The newspapers tell us that NAFTA has won. Their reporters apparently don't read the Constitution. What can we do?

Obviously some organization, state government, city, tribe or a combination of the above must go into court to have NAFTA declared inoperative, to obtain a writ against its being implemented in 1994. Organized labor should take the lead, but state, provincial, local and tribal governments should be equally concerned about the threatened loss of the powers of self-government posed by NAFTA.

Tribes and some territories should also note that NAFTA does not appear to refer to their legal existence. Native governments as well as the territories of Guam, Samoa and the Virgin Islands are not included in NAFTA except under the umbrella term of "local" governments or as simply part of the "customs territory" of the U.S. Of course, tribal and territorial governments are not "local."

Thus it is very important that tribal and territorial governments and the Associated Free State of Puerto Rico seek to have the courts declare NAFTA to be inoperative within their territories without the specific consent of their governing bodies.

If this is not done, tribes take the risk of allowing themselves to be categorized simply as "local" governments, and of having their sovereign powers drastically diminished. (States, provinces and territories also face the same loss of self-government, of course.)

In addition, tribal and band governments should pass resolutions declaring that NAFTA shall be without effect within their territories and on any lands to which they possess a claim (e.g., the Black Hills).

One objective might well be to force the U.S., Canadian and Mexican governments to agree to a renegotiation of NAFTA in which all international agreements relating to the rights of indigenous peoples, women, children, ethnic minorities and labor can be incorporated into the treaty. Moreover, one might wish to demand that any new NAFTA be accompanied by a North American Parliament with elected delegates, including representation for tribes and indigenous communities.

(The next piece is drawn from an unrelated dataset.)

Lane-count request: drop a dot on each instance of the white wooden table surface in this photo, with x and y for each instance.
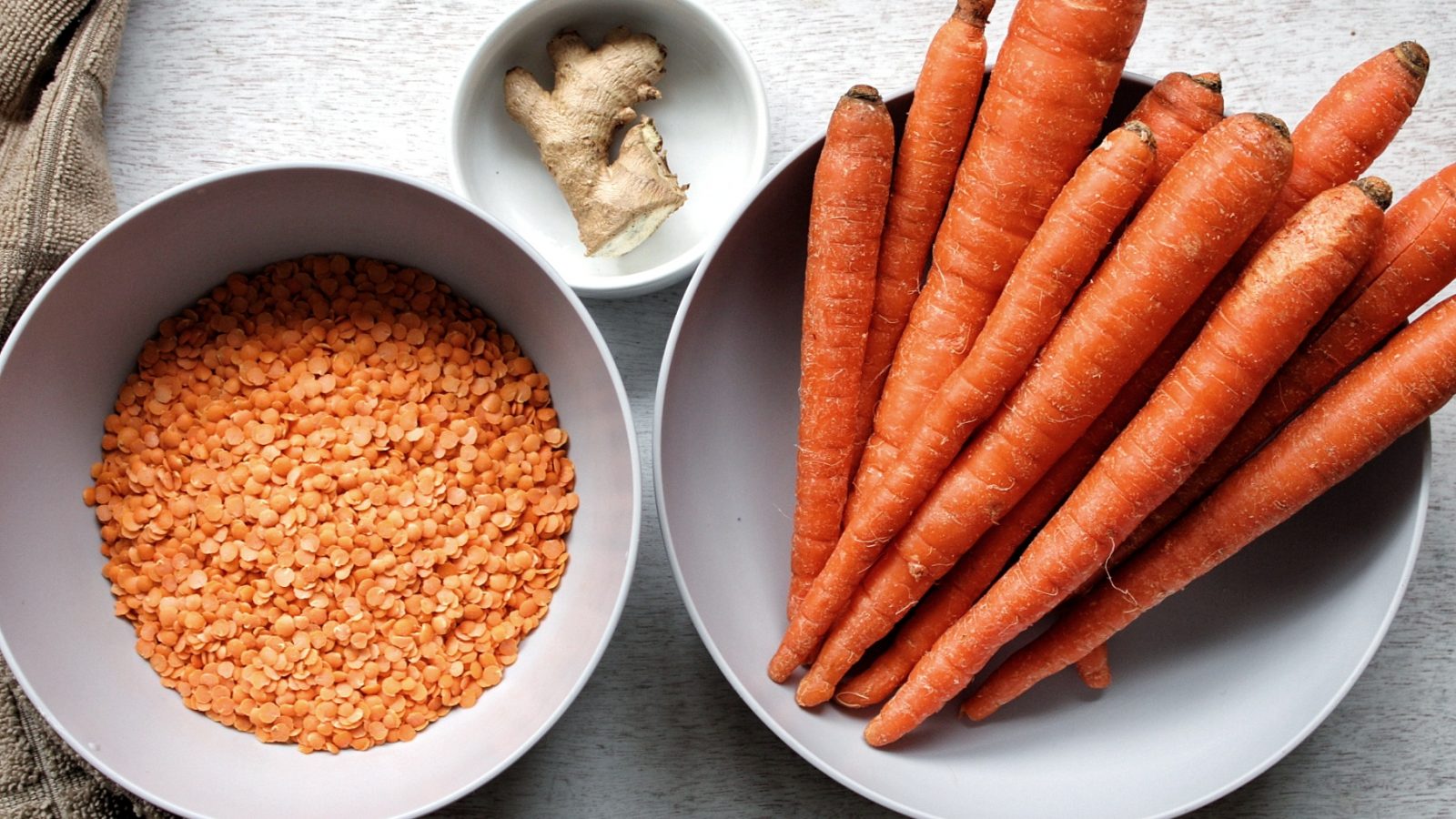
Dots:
(659, 732)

After all, NAFTA is supposed to be patterned after the European Economic Community, but the EEC also has the European Parliament. NAFTA is now to be run by people who are not elected but simply appointed. That is a big difference to think about!

But of course, election means nothing either unless indigenous governments, women and ethnic minorities are guaranteed representation. In any case, maybe people should think about these options and not give up.*

[Professor Jack D. Forbes, Powhatan-Delaware, is the author of Columbus and Other Cannibals, Africans and Native Americans and other books.]